4) lastly and most frustratingly for me is the a) cloudy mind, b) inability to form clear though patterns, c) looping thoughts and d) spotty memory.
a&b go hand-in-hand. i hate that i have a vision of the thoughts and ideas i want to produce but i can't seem to transfer them outside of my brain. one crazy example was this: in rehab i made it a point to walk a lot with a buddy of mine. we knew that three laps around the building was one mile. i was wearing my fitbit and it showed that 3 laps around was .5 miles. now i knew that the fitbit was off and it was a very easy math problem really, the fitbit calculates miles by # of steps/time taken. so i had one of two choices, either: i) halve the length of my stride or ii) double the length of my stride.
now the answer is obvious to anyone with a working brain and at least a grade school understanding of math. i have to double the length of my stride. but i'll be god-damned if i didn't lie awake in bed while in rehab frustrated with myself that i couldn't be 100% sure that was the solution.
the looping thoughts sucks too, especially when you are prone to anxiety like i am. i have looping thoughts about not being employed and what i did while i was employed. usually going for long walks helps distract me, but your mind just becomes obsessed with one thought pattern.
finally, the shoddy memory is frustrating as fuck. to give you a last example, just a few days ago in the car my dad asked, "what did we have for lunch?" now he's 64 and his memory is a bit spotty, but there i sat and i'll be damned if i couldn't remember! i was so fucking pissed! i finally did, but it took tremendous effort.

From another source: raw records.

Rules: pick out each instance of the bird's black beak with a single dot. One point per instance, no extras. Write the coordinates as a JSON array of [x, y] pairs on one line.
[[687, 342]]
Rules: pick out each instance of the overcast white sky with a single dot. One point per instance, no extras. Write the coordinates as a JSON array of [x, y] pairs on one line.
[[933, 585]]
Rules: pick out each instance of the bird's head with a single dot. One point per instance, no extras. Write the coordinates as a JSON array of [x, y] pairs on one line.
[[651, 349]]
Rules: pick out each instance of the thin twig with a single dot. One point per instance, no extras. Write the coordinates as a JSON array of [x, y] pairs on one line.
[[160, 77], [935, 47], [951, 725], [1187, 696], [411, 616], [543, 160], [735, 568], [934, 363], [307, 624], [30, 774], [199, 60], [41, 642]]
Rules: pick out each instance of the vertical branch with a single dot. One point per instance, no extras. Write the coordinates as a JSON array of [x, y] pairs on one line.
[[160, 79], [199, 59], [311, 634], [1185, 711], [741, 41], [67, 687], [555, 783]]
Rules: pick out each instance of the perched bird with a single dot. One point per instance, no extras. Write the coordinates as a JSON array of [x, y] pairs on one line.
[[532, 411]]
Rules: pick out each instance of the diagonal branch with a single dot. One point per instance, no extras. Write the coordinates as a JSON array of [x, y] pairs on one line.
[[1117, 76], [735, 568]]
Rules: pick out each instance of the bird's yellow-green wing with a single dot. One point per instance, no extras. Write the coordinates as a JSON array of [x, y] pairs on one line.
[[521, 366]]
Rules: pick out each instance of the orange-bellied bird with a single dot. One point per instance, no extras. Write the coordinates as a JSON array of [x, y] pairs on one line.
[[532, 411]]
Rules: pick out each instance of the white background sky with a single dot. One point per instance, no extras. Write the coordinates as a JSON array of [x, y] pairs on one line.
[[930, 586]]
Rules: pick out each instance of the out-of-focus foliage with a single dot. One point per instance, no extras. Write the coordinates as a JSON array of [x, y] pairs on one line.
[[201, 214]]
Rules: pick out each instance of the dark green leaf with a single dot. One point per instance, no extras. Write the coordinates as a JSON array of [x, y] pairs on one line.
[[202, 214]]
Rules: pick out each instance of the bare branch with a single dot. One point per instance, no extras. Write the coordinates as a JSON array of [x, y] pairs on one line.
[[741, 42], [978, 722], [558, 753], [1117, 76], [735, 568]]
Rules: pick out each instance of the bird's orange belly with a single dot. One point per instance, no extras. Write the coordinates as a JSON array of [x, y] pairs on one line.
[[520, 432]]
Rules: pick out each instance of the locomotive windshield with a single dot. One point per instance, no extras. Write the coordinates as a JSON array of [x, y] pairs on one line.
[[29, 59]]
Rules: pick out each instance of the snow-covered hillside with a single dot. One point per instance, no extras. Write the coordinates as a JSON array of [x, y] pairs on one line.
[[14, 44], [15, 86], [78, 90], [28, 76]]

of course what all of this goes to show is just how much i fucked up my mind in particular. it now has to operate without the chemical influx it was used to and is essentially repairing itself into a fully functioning adult brain again.
the process is incredibly taxing, mostly because it makes you into an irritable, unpleasant POS who lashes out because he feels vulnerable. but what helps me get through it is knowing that it does get better day-by-day and that eventually i will turn into that healthy person i was before i started drinking again 4 years ago.